Где-то в глубине перед нами плавает радужная форель весом до нескольких килограммов. Форель хочет есть и не хочет, чтобы съели ее. Мы с Брайаном хотим ее обхитрить и поймать на золотистый крючок, а потом на несколько секунд – может быть, на минуту – вырвать на берег. Этого должно хватить, чтобы почувствовать вкус победы и сделать фотографию.
Это ловля нахлыстом, поэтому здесь нет приманки, только крючок, имитирующий муху. Смысл в том, чтобы он оказался так близко к рыбе, что она не смогла перед ним устоять. Брайан учит подождать, пока крючок успокоится, а затем равномерно тянуть леску, чтобы блесна показалась на поверхности. Мы оба надеемся, что леска натянется под массой рыбы.
Забросил, ждешь, тянешь, надеешься.
Забросил, ждешь, тянешь, надеешься.
Проходит полчаса. Есть дождь, но нет везения. Мы покрыты водой – хуже то, что рыба тоже.
Брайан решает изменить тактику и говорит тянуть леску рывками. Он надеется, что движение собьет форель с толку.
«Мы пытаемся заставить рыбу думать!» – говорит он.
Видимо, рыба думает недостаточно, а может быть, наоборот, но по-прежнему ничего не происходит. Дождь продолжает лить.
Я спрашиваю Брайана, не умнее ли радужная форель, чем другие…

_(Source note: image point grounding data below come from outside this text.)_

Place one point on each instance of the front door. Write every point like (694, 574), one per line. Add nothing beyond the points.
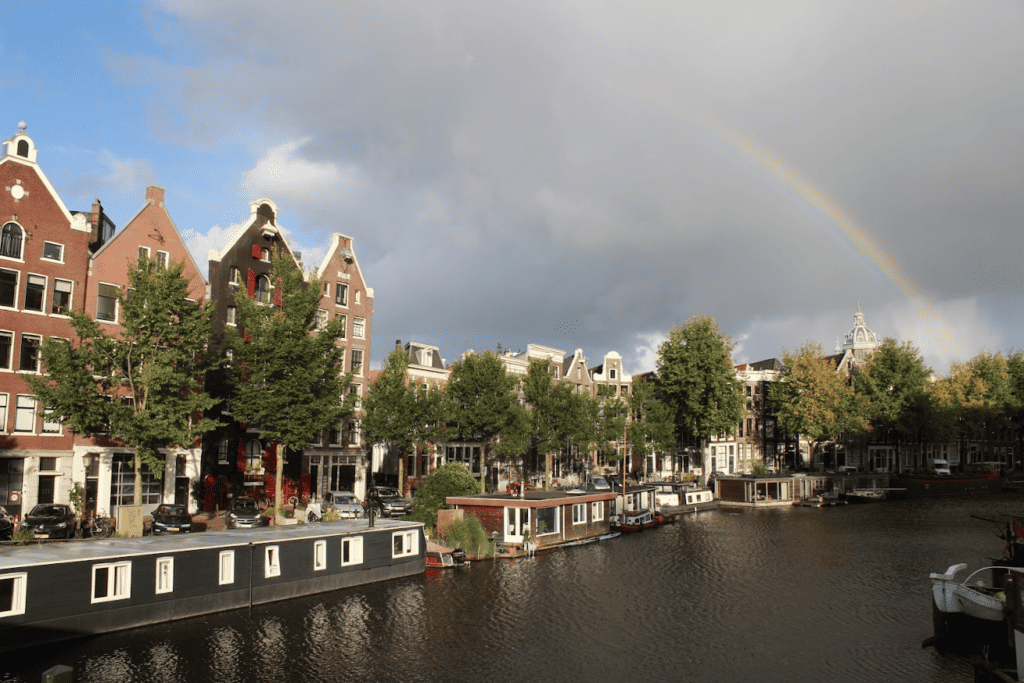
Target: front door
(516, 523)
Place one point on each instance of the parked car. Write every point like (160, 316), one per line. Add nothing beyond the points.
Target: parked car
(388, 502)
(244, 513)
(51, 521)
(6, 524)
(171, 519)
(344, 503)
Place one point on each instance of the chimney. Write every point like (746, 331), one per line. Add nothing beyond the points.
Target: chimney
(155, 195)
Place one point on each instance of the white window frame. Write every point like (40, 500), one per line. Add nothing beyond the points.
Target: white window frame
(118, 582)
(354, 545)
(271, 561)
(404, 544)
(165, 575)
(320, 555)
(18, 408)
(44, 257)
(579, 513)
(225, 567)
(19, 590)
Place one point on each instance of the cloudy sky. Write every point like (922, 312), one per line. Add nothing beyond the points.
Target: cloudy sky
(572, 174)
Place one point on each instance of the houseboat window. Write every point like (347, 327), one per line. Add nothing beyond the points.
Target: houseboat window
(351, 551)
(579, 513)
(111, 582)
(226, 565)
(404, 544)
(272, 566)
(548, 520)
(12, 591)
(320, 555)
(165, 574)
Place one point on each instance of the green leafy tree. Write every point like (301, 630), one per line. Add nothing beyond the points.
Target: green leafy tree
(400, 415)
(285, 379)
(894, 381)
(449, 479)
(697, 380)
(813, 399)
(480, 404)
(138, 382)
(652, 429)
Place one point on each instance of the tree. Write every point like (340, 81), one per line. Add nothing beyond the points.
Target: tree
(398, 414)
(147, 393)
(449, 479)
(480, 403)
(285, 379)
(698, 381)
(813, 399)
(651, 430)
(894, 381)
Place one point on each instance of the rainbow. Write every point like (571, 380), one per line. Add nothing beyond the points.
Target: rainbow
(844, 223)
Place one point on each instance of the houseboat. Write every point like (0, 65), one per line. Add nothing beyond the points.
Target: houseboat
(542, 518)
(65, 590)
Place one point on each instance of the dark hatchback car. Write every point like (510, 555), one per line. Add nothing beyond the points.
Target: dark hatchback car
(51, 521)
(6, 524)
(244, 513)
(171, 519)
(388, 502)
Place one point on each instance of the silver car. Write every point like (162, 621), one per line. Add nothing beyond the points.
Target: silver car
(344, 503)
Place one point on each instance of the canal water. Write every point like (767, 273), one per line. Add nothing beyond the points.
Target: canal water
(834, 594)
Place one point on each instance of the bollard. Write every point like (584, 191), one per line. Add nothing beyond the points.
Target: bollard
(58, 674)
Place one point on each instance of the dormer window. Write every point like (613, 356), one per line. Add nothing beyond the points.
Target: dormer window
(10, 241)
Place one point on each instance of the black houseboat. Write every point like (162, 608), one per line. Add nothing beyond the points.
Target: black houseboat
(66, 590)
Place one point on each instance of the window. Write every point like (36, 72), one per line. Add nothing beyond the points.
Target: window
(263, 289)
(10, 241)
(320, 555)
(579, 513)
(52, 251)
(34, 292)
(225, 567)
(12, 591)
(111, 582)
(51, 425)
(29, 361)
(6, 344)
(61, 297)
(8, 288)
(271, 565)
(403, 544)
(165, 574)
(107, 302)
(351, 551)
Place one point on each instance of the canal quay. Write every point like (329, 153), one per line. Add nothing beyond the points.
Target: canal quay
(783, 594)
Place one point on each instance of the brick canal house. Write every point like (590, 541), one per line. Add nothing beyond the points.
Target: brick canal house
(235, 455)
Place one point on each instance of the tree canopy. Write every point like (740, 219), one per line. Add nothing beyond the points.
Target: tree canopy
(140, 381)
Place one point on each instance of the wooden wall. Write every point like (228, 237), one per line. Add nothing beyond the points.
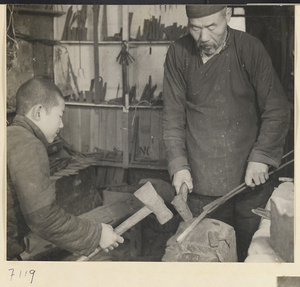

…и в этот момент леска натягивается. Рыба! Настоящая рыба! Я замираю в предвкушении. Брайан хватает удочку и поднимает ее. Форель бьется, а потом успокаивается. Она снова появляется над линией воды в двух метрах от нас. Ее тело бьется в спазмах и переливается.
«Тащи ее сюда!» – командует Брайан.
В моем воображении рыба уже лежит на берегу. Но в реальности через три секунды она пропадает. Леска замирает. Крючок снова пуст.
«Все иногда упускают рыбу, – говорит Брайан. – Даже я».